Explain the Aho-Corasick Algorithm for Pattern Searching in Python
Aho-Corasick algorithm, a type of Dictionary-matching algorithm. This algorithm can be helpful to find word or words appearing from a set of keywords or data we feed. Aho-Corasick algorithm is a fast and efficient way of finding word and location. As because we want things to be found easily and efficiently so it finds the easy way of finding through the dictionary we provide.
Introduction: More about Aho-Corasick Algorithm
Aho-Corasick is a string searching algorithm and was invented by Alfred V. Aho and Margaret J. Corasick.
Aho-Corasick algorithm makes a state machine and also uses a TRIE concept.

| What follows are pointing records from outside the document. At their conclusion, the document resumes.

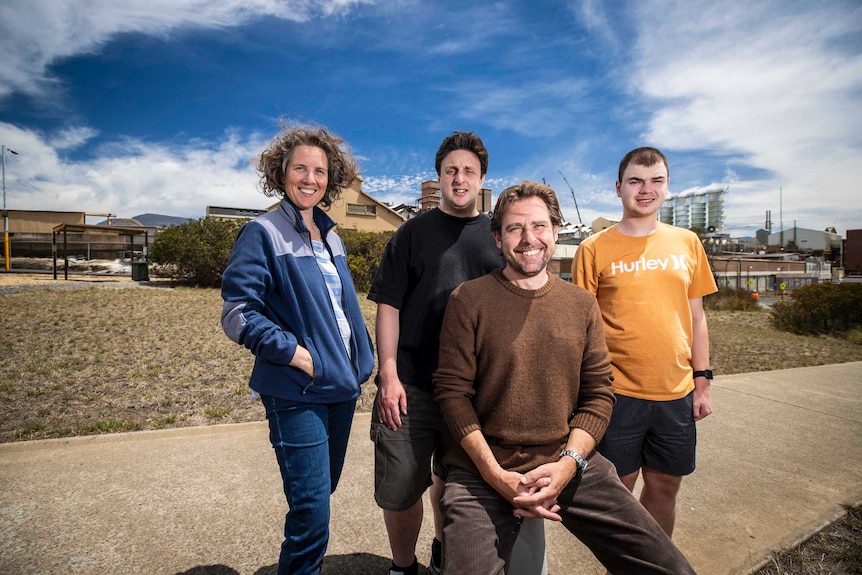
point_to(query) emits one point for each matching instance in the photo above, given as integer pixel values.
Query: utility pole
(580, 221)
(6, 250)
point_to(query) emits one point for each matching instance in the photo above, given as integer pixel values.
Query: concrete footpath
(779, 456)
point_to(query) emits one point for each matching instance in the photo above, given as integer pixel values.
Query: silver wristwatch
(582, 463)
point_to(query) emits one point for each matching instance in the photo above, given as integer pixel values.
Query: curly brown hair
(272, 162)
(526, 190)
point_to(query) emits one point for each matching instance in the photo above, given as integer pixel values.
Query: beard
(530, 268)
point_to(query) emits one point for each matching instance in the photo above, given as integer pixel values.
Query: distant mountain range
(150, 220)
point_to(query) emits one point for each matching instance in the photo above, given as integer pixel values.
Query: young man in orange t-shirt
(650, 279)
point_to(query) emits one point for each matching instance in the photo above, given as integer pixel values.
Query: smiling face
(643, 189)
(527, 238)
(306, 177)
(461, 181)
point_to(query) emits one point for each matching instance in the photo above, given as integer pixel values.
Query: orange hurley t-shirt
(643, 286)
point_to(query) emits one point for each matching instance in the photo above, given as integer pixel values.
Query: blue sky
(130, 107)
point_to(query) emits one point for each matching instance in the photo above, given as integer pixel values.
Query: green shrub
(820, 309)
(728, 299)
(196, 253)
(364, 252)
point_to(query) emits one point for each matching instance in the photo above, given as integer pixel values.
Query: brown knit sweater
(524, 367)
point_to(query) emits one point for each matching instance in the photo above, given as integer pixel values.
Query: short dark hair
(272, 162)
(642, 157)
(526, 190)
(462, 141)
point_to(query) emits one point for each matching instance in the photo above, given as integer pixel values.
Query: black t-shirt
(428, 257)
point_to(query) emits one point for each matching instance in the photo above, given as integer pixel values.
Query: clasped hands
(534, 494)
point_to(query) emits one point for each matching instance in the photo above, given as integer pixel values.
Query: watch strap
(582, 463)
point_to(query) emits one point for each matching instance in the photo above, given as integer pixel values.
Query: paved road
(779, 456)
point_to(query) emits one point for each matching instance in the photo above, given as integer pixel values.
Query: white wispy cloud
(134, 177)
(36, 33)
(773, 84)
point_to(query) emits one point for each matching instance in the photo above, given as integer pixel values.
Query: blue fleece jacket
(275, 298)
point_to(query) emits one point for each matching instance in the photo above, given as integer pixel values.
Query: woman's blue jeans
(310, 441)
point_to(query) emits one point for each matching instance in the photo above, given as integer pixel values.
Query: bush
(727, 299)
(197, 252)
(364, 252)
(820, 309)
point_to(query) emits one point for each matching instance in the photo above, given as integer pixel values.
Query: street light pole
(5, 213)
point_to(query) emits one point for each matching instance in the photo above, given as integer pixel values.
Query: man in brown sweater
(524, 385)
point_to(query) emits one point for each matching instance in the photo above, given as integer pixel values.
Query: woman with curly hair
(289, 298)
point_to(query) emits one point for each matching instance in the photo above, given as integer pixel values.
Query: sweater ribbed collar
(544, 290)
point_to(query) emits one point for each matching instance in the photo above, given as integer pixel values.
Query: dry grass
(106, 359)
(836, 550)
(112, 358)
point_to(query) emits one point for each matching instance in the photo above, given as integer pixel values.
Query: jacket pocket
(316, 362)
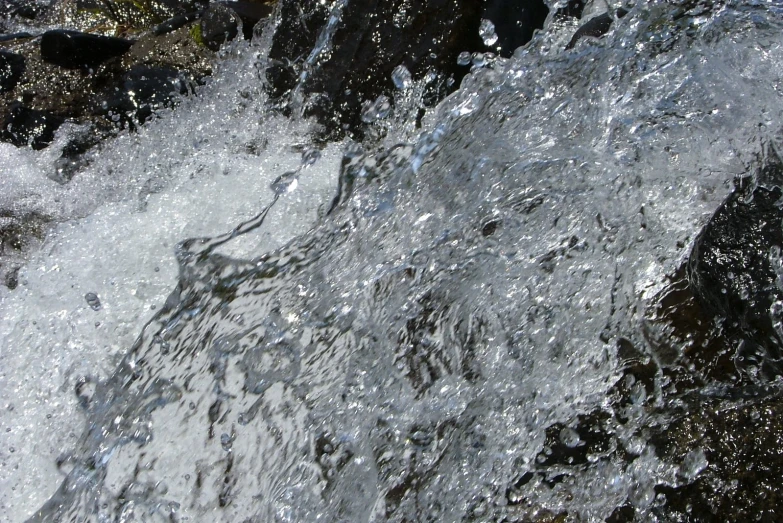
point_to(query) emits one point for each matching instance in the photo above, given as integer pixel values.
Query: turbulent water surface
(450, 340)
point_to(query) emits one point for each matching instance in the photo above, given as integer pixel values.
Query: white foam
(197, 172)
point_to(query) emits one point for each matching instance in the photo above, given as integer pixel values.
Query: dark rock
(733, 271)
(127, 15)
(74, 50)
(595, 27)
(744, 463)
(250, 13)
(218, 25)
(573, 9)
(28, 9)
(371, 39)
(11, 70)
(172, 24)
(143, 90)
(23, 126)
(514, 21)
(14, 36)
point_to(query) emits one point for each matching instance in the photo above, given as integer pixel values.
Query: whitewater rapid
(402, 351)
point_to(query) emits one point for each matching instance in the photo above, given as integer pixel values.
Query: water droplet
(569, 437)
(225, 441)
(401, 77)
(695, 461)
(487, 32)
(376, 110)
(310, 156)
(93, 301)
(285, 183)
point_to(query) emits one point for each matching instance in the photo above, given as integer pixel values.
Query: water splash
(450, 342)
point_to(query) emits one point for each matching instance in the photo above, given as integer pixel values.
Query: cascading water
(463, 333)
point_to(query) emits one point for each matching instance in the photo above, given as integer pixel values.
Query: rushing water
(461, 300)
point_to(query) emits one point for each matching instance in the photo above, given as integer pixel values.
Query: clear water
(404, 357)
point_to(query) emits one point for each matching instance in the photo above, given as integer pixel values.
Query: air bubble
(93, 301)
(569, 437)
(487, 32)
(401, 77)
(376, 110)
(285, 183)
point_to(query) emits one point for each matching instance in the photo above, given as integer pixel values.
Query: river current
(428, 328)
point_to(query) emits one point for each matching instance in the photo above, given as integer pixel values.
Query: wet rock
(573, 9)
(218, 25)
(250, 13)
(736, 272)
(23, 126)
(19, 233)
(74, 50)
(370, 40)
(596, 27)
(514, 22)
(14, 36)
(118, 16)
(27, 9)
(743, 464)
(11, 69)
(172, 24)
(143, 90)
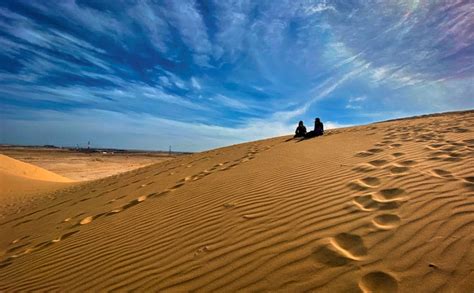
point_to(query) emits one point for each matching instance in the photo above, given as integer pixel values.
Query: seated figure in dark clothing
(318, 129)
(300, 130)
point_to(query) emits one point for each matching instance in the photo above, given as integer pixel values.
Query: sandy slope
(20, 182)
(383, 208)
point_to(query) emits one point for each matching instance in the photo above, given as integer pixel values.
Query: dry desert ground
(384, 207)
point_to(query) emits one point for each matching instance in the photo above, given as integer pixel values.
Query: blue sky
(202, 74)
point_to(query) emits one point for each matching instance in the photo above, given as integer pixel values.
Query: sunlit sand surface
(384, 207)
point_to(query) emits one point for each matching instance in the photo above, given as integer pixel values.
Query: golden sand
(385, 207)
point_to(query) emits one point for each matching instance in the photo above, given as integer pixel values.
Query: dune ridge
(387, 207)
(21, 183)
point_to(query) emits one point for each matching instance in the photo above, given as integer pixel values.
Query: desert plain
(384, 207)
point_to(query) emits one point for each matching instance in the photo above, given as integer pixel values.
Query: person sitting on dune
(318, 129)
(300, 130)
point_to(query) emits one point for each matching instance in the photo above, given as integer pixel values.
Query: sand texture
(387, 207)
(21, 182)
(81, 166)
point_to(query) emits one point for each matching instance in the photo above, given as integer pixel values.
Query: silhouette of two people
(300, 130)
(318, 129)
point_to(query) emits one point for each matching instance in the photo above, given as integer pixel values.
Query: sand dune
(20, 182)
(385, 207)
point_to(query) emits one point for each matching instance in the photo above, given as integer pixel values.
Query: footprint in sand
(469, 183)
(378, 281)
(386, 221)
(371, 181)
(364, 168)
(440, 173)
(86, 220)
(352, 245)
(369, 203)
(369, 152)
(398, 169)
(390, 193)
(407, 163)
(341, 250)
(329, 256)
(378, 163)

The algorithm is implemented by using a tree data structure. Once we make the tree, what it does is, it coverts or try to convert tree in the form of automaton which helps to take linear time to complete or make the search.
Aho-Corasick Algorithm is subdivided into three major phases:
- Go(go to the main function and set points and the main root)

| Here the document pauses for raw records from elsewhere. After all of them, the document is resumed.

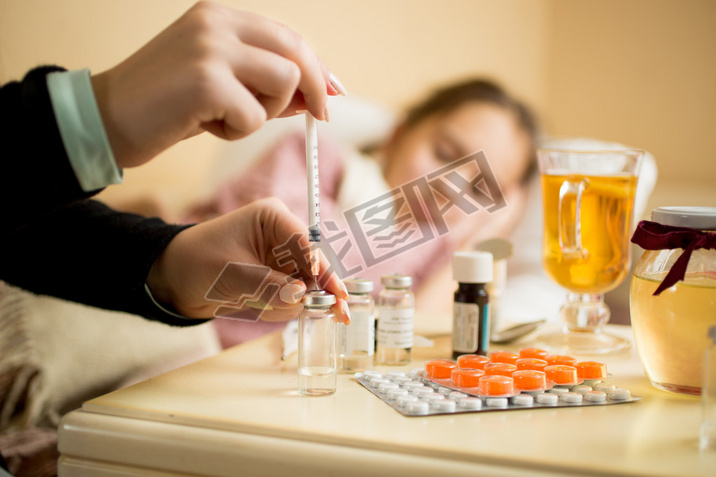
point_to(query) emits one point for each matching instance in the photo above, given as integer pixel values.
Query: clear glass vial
(396, 307)
(708, 395)
(356, 342)
(317, 345)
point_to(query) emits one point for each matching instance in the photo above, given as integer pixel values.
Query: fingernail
(343, 289)
(344, 309)
(336, 83)
(292, 293)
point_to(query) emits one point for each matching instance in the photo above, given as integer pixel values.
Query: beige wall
(637, 71)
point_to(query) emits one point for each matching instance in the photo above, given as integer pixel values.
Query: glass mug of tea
(588, 200)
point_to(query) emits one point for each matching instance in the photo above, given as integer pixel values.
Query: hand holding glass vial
(317, 345)
(356, 343)
(396, 307)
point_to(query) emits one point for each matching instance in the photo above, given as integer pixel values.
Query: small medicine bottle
(396, 307)
(356, 342)
(471, 308)
(708, 395)
(317, 345)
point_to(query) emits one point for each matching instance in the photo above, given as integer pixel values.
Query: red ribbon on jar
(655, 236)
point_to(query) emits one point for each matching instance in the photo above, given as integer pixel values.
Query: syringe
(314, 207)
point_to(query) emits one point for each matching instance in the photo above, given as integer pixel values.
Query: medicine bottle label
(395, 328)
(359, 336)
(470, 331)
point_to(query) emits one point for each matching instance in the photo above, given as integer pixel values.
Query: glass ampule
(317, 345)
(396, 307)
(356, 342)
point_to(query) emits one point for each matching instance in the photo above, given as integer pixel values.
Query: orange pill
(474, 361)
(503, 357)
(560, 359)
(496, 386)
(500, 369)
(529, 380)
(561, 374)
(466, 377)
(591, 370)
(531, 363)
(533, 353)
(439, 368)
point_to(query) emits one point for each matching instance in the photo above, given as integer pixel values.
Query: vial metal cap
(318, 299)
(472, 267)
(397, 280)
(358, 285)
(702, 218)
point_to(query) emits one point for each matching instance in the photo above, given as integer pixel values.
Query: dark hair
(449, 98)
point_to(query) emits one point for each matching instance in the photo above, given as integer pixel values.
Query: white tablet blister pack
(504, 381)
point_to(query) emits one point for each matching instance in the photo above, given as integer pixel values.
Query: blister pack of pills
(502, 381)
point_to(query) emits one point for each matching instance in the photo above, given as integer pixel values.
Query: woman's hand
(250, 258)
(215, 69)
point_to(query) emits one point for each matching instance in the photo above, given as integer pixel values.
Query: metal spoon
(512, 333)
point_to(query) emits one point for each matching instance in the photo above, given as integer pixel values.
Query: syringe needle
(314, 207)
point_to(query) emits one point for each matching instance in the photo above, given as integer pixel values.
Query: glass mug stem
(570, 225)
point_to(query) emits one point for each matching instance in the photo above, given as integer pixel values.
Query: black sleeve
(35, 173)
(89, 253)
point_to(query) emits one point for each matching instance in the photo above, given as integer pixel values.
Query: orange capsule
(561, 374)
(503, 357)
(500, 369)
(591, 370)
(474, 361)
(529, 380)
(439, 368)
(533, 353)
(531, 363)
(553, 359)
(496, 386)
(466, 377)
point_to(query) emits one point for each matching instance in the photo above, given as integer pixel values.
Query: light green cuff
(82, 130)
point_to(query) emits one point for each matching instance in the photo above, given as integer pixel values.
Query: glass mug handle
(570, 225)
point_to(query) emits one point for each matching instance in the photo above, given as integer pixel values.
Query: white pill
(445, 405)
(547, 398)
(581, 389)
(423, 391)
(496, 402)
(604, 387)
(372, 374)
(405, 399)
(417, 407)
(413, 385)
(375, 382)
(385, 387)
(469, 403)
(522, 400)
(457, 396)
(595, 396)
(394, 393)
(558, 391)
(433, 397)
(572, 398)
(619, 394)
(401, 380)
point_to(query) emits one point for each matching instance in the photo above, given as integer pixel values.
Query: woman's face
(441, 139)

- Output(The results or outcome after the condition matches and availability matches)
- Failure (If the keyword does not match then it failed to count it)
Go stage: It forms the tree with the help of provided keywords, the data which we feed in as recognisable pattern/design.

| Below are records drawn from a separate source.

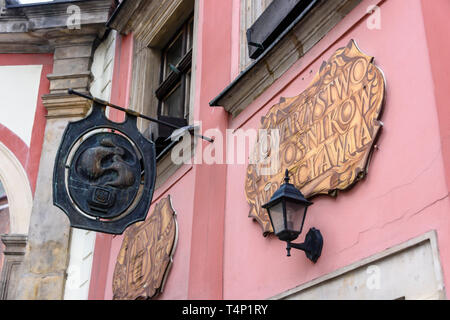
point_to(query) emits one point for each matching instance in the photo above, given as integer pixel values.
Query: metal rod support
(133, 113)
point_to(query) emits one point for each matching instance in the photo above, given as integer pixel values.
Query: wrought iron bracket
(312, 246)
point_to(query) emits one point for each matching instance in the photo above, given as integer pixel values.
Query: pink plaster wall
(29, 157)
(221, 252)
(405, 192)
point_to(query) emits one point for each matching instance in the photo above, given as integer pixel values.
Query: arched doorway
(16, 202)
(4, 220)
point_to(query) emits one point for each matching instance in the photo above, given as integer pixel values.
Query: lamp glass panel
(294, 216)
(276, 213)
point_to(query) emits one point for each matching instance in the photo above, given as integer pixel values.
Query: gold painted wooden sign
(326, 134)
(146, 255)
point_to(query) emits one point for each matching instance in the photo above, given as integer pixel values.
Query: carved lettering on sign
(326, 133)
(146, 255)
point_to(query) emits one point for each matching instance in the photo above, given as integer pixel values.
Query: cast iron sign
(326, 134)
(104, 173)
(146, 254)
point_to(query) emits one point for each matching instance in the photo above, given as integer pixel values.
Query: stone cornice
(282, 55)
(146, 19)
(65, 106)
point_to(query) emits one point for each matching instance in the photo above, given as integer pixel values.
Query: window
(250, 11)
(173, 93)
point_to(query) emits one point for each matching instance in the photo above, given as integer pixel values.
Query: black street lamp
(287, 211)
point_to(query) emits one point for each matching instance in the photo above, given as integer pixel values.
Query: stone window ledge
(295, 41)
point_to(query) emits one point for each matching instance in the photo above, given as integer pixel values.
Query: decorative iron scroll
(146, 255)
(326, 133)
(104, 173)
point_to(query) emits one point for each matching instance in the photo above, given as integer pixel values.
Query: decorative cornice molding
(147, 19)
(65, 106)
(39, 28)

Failure stage: It seeks to look for the backward transformation to get appropriate appendix of keywords.
Output stage: It searches all word which ends at a particular state. Suppose it ends at the state ‘a’ for each state ‘a’ of the automaton.
Time complexity
If we talk about the time complexity of this algorithm.
Let L is the length of entered Text, let B is the length of keywords (dataset), let X be the number of possible matches or matches made.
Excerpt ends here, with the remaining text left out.